Sorry that post was such a downer. I guess I just needed to vent. Thanks for listening. I really appreciate it.

Minnie mouse
01-20-03, 07:43 PM
Your journal is yours to write what you want or need to and venting is really good to do too.
i do it all the time in mine. its better than botteling it all up inside and everyone here is supportive of it.

this is the one place i can come and complain and vent and no one will get mad.

I will pray things go well for your dad and i know how you must feel. cancer runs in my family and my grandpa had prostrate cancer too.

if you need an ear to listen just let me know. take care.

tracidee
01-21-03, 11:26 AM
Tuesday, a new day, THE day....

Ok, feeling better this morning :), much more like my old self. Binged a bit last night. Not kicking myself too much.

I lost two pounds for the week...so that's a plus.

I go to my folks tonight to see what's up, but in the twisted secretive way of my family I have to pretend I don't know til they tell me. Although, I'm sure my just "showing up" when I live over 100 miles away will be some kind of tip-off8-|. I love my family :D

Ok, goals for today and tomorrow since I won't be able to post from my folks' house are as follows:

1. STICK TO FOOD PLAN!!!!!!!!!!!!!!!!!!!!!!!!!!!!!!!
2. Do a tape on Tuesday.
3. Brush the dust off my mom's treadmill and give it a go on Wednesday.
4. Listen to my relaxation tapes.

Again thanks for all your support.

Minnie mouse
01-21-03, 08:32 PM
great job on the 2 pound loss.

enjoy seeing your family too.

forget about the binge, its in the past now.

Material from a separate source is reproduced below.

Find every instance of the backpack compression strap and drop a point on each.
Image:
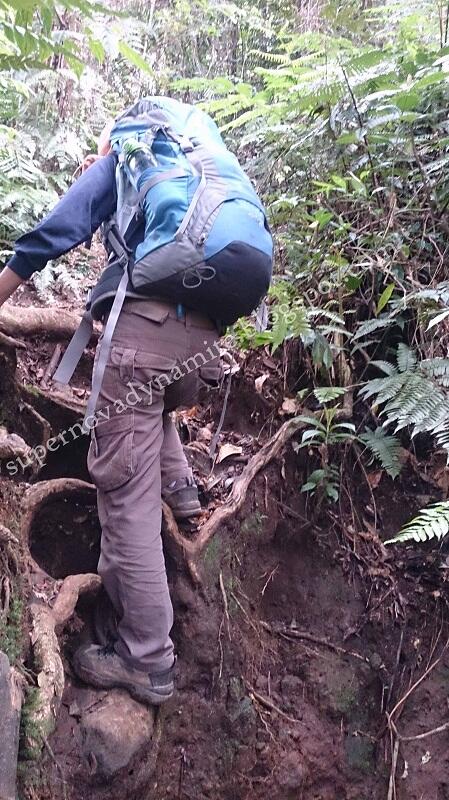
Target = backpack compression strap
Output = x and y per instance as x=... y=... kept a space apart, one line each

now and then i do it myself. some bad habits are hard to change.

just keep moving forward.

have a good night and take care.

Bettyboop
01-21-03, 11:28 PM
Heehehe your family sounds all too familiar to mine!:D So you walk in and say .. well I was in the neighborhood so I thought I'd stop in. LOL That's cute. Well here's to hoping things go well during your visit with them and congratulations on losing 2 pounds this week!:dn

tracidee
01-26-03, 08:09 PM
Hey Minnie and Betty!

Thanks as usual for your support. :D

My dad is going to start radiation therapy in a few weeks. They just need to do a bone scan to make sure the cancer hasn't spread...they don't think it has.The doctor was very optimistic. So, that's good news.

I only stuck with my food plan Friday, Saturday and I will today...I'm on a roll!

Looking forward to a good week.

Minnie mouse
01-27-03, 11:07 AM
Hello Tracie,

your doing great. keep on keeping on,.

i need to focus now. i do well and then i slip a bit at a time. its like a cycle for me that im trying to break.

one day i may get it right.

hope you have a good day and prayers to your dad.

take care and thanks for visiting my journal. i love the company.